Girls' Poker Night is about taking risks and being open to love. The title refers to a ritual that Ruby had in college and resumes when she moves to New York - playing poker with her girlfriends, whose stories are subplots of the novel. I collected multiple quotes from the book - something I don't normally do. I anxiously await Ms. Davis' next novel!

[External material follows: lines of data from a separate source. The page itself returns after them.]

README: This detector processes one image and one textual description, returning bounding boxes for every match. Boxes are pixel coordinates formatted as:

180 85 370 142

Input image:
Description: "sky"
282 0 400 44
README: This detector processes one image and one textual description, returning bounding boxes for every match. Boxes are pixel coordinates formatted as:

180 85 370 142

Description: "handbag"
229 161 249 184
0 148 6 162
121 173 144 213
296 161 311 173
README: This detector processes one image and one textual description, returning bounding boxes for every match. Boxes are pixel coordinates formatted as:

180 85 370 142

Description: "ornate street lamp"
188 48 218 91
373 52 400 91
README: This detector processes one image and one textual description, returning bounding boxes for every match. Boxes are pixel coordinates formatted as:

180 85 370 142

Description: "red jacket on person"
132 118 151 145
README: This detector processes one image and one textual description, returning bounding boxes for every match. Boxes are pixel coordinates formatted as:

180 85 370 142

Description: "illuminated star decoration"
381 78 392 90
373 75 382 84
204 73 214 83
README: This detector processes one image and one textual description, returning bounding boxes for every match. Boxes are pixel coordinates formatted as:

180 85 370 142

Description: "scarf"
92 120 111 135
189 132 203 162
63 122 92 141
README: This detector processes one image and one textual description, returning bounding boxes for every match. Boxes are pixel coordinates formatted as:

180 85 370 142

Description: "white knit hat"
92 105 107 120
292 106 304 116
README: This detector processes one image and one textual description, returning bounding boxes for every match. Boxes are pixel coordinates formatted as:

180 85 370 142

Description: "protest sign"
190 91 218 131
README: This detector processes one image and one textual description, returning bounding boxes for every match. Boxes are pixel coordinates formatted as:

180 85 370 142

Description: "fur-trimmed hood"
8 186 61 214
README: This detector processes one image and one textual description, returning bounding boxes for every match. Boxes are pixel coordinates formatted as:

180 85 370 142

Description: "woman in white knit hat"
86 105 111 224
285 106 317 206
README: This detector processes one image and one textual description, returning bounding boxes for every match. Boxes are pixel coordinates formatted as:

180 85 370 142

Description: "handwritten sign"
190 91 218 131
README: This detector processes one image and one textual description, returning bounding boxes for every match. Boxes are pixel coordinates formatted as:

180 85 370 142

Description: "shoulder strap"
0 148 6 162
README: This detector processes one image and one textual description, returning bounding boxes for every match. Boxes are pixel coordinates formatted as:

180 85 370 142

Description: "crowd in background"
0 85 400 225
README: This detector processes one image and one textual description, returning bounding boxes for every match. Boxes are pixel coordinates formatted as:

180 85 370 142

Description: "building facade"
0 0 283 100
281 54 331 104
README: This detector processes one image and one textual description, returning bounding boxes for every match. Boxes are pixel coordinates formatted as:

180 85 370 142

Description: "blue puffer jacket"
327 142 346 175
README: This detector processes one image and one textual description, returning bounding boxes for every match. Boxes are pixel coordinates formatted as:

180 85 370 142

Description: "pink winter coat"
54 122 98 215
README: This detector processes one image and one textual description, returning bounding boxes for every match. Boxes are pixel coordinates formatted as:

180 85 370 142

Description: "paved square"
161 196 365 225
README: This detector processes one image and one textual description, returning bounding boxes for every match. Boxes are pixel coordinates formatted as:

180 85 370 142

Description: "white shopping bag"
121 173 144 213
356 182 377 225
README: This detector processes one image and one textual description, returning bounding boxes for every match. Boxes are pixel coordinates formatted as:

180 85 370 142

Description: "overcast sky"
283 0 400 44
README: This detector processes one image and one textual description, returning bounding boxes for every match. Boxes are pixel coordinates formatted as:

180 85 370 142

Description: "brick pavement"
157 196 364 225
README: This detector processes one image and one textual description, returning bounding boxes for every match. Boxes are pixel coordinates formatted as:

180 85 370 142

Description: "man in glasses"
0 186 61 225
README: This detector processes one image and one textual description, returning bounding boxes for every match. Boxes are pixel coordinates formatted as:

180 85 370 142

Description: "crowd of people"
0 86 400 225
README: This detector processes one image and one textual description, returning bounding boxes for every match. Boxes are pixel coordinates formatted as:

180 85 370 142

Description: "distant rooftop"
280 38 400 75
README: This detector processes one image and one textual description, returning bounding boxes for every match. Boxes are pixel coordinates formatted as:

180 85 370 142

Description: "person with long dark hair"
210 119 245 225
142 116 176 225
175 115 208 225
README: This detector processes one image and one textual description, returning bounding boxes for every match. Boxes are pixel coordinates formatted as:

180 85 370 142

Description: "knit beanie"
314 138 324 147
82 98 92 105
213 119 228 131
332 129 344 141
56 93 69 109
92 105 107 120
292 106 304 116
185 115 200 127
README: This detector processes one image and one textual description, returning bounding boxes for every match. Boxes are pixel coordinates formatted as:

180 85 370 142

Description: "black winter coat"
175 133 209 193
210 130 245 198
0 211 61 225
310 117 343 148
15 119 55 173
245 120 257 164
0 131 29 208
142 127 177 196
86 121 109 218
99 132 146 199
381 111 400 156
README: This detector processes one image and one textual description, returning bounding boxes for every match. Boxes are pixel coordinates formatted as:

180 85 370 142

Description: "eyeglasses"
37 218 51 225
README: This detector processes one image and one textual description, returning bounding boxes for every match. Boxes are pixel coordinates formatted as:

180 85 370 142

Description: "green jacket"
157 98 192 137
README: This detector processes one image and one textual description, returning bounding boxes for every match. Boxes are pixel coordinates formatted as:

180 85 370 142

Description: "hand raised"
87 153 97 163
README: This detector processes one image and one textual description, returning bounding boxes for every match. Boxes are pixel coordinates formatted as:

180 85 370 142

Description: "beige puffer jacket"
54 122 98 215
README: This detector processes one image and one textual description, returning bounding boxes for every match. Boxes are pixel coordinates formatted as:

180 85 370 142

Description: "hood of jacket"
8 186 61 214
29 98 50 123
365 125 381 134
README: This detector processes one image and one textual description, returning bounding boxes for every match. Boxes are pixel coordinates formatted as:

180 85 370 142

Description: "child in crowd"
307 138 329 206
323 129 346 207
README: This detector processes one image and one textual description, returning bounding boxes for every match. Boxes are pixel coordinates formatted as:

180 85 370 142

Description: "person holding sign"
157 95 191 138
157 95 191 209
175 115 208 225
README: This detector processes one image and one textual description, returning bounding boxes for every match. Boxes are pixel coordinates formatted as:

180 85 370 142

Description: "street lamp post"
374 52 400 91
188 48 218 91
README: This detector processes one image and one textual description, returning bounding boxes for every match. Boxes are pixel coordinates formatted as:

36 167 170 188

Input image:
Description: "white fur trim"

An Especially Fun Journey!
Ruby Capote is such a great character! I loved her! Her friends are awesome and are written like real people. I started reading this book at 6 o'clock at night, and read straight through until 10:30. It's got everything: some poker, a ton of great humor, wonderful friendships, a credible romance, and a character so real you can't help but to feel for her and experience her highs and lows as your own. It's a moving book with great subtle shifts that take Ruby from immature to mature, and from fearful to a woman who takes charge of her own happiness. I genuinely grew to care about all of the characters, even the minor ones, because at the heart of it they all shared one thing - a need to address what was working in their lives and what wasn't (all the while never making the mistake of taking themselves too seriously). Then they set out to tackle the issues that many people will never have the courage, honesty or self-awareness to face (all told with such great charm and humor). I couldn't stop laughing. Looking forward to Ruby & Michael part II.

Go Girls'!
Ruby, a humor columnist, begins by recounting her desertion of her Boston boyfriend Doug, a nice-enough guy who collects bread bag twists. "...one time we were playing Frisbee and this dog came over and looked as if he was going to bite my face off if I didn't give him the Frisbee --- and Doug rescued me. I thought, yeah, maybe we could get married. But how many dogs do you meet like that?"

So she sends a bunch of her newspaper columns to a New York editor and lands a job at The New York ...

Ms. Davis used to write for David Letterman, and it shows. The book consists of short pieces, with titles like "A Bad Case of Dumb-Ass," clever riffs about childhood memories interspersed with current plot lines about Michael and accounts of Ruby's sessions with her crafty therapist Ella. The vignettes are off-the-wall, subtle, funny and bittersweet. The spare style works especially well for the more painful revelations that begin in the middle of the book. Because Ruby really does want to grow up. But to do so she has to confront her pain over the loss of her father, first by divorce, then by car accident (that some say was suicide). After all that she's lost, she has to learn to choose risk.

In the end, GIRLS' POKER NIGHT is more than just funny. It's also very moving. Ruby achieves a true transformation, ... By the time she goes to see Randy, a chubby, gay, Jewish psychic who's been with his boyfriend for 32 years, you'll find yourself agreeing with her. "The world is sweet, kinda whether you like it or not."